We recommend a proactive approach of raising awareness on vaccination regularly to improve vaccine acceptance and uptake of available vaccination services, including basic information on the importance of vaccination as part of continuous learning for medical laboratory workers. We recommend educating medical laboratory workers on various aspects of vaccination, including COVID-19 vaccine research, safety, potential long-term effects and uncertainties surrounding side effects, to address vaccine hesitancy among those medical laboratory workers who remain hesitant to receive necessary vaccines. We recommend further follow-up in-depth research on vaccine acceptance and hesitancy among medical laboratory workers in South Africa.

Limitations

Our study had some limitations. Initially, it was conducted as a cross-sectional study, preventing the establishment of causal relationships between COVID-19 vaccine acceptance and independent variables. Additionally, the study had a low response rate, thereby limiting the generalisability of its findings.

Acknowledgements

The authors are grateful to the entire NHLS staff for their enthusiasm and participation in the project. In addition, the authors wish to thank Simbulele Shabalala for her assistance in data management.

Competing interests

The author reported that they received funding from the University of Johannesburg, which may be affected by the research reported in the enclosed publication.
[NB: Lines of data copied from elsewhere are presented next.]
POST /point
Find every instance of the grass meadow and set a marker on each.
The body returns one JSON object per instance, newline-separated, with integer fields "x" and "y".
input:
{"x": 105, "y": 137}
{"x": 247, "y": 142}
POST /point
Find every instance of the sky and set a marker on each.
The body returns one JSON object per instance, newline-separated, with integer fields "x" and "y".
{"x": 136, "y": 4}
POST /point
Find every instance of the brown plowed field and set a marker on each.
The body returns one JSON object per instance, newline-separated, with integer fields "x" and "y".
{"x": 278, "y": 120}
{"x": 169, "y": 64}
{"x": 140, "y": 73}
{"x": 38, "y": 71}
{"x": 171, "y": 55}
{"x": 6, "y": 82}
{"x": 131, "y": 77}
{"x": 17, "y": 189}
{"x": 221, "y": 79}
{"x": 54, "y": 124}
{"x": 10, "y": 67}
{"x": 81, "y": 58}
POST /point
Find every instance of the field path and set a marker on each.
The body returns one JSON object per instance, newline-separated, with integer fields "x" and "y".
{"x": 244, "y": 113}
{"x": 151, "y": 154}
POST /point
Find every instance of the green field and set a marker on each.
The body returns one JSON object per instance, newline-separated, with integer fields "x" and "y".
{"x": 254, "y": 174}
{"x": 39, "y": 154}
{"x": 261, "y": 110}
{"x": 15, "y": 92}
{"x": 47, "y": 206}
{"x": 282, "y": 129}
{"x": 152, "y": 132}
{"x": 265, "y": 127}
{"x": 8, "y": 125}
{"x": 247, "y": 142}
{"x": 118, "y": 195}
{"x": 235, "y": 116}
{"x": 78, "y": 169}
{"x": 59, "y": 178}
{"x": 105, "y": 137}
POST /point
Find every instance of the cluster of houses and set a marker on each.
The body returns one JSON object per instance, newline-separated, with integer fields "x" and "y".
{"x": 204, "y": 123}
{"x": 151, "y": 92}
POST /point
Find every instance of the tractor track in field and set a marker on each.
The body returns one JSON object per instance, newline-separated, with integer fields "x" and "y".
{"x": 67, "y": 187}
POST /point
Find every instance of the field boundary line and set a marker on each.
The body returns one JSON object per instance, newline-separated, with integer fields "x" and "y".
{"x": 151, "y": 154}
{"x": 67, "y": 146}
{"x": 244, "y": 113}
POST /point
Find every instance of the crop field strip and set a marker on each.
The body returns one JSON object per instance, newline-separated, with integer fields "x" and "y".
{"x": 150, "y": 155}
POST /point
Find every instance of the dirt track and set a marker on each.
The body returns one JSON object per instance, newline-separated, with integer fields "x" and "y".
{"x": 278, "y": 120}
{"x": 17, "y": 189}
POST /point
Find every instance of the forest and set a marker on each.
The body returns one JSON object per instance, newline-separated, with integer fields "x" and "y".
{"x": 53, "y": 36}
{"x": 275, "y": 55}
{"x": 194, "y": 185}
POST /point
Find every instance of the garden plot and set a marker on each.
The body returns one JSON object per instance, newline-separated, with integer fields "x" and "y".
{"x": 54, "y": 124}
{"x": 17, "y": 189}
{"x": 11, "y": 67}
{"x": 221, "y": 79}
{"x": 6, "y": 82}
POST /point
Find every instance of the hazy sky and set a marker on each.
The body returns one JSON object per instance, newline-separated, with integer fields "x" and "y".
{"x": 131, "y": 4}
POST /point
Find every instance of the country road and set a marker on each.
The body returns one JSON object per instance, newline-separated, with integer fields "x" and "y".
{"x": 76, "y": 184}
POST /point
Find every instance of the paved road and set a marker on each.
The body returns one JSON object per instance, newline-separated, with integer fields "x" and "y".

The author has disclosed those interests fully and has implemented an approved plan for managing any potential conflicts arising from their involvement. The terms of these funding arrangements have been reviewed and approved by the affiliated university in accordance with its policy on objectivity in research.

Authors’ contributions

N.N. conceptualised and designed the article. K.W. was involved in the implementation and supervision of data collection. M.M. performed the data analysis and drafted the article. N.N., K.W., D.J. and G.C. contributed to the critical review of the article. All authors have read and agreed to the published version of the article.

Funding information

The study was funded by the University of Johannesburg GES4.0 COVID-19 grant.

Data availability

The data that support the findings of our study are available from the corresponding author, M.M., upon reasonable request.

Disclaimer

The views and opinions expressed in this article are those of the authors and are the product of professional research. It does not necessarily reflect the official policy or position of any affiliated institution, funder, agency or that of the publisher. The authors are responsible for this article’s results, findings and content.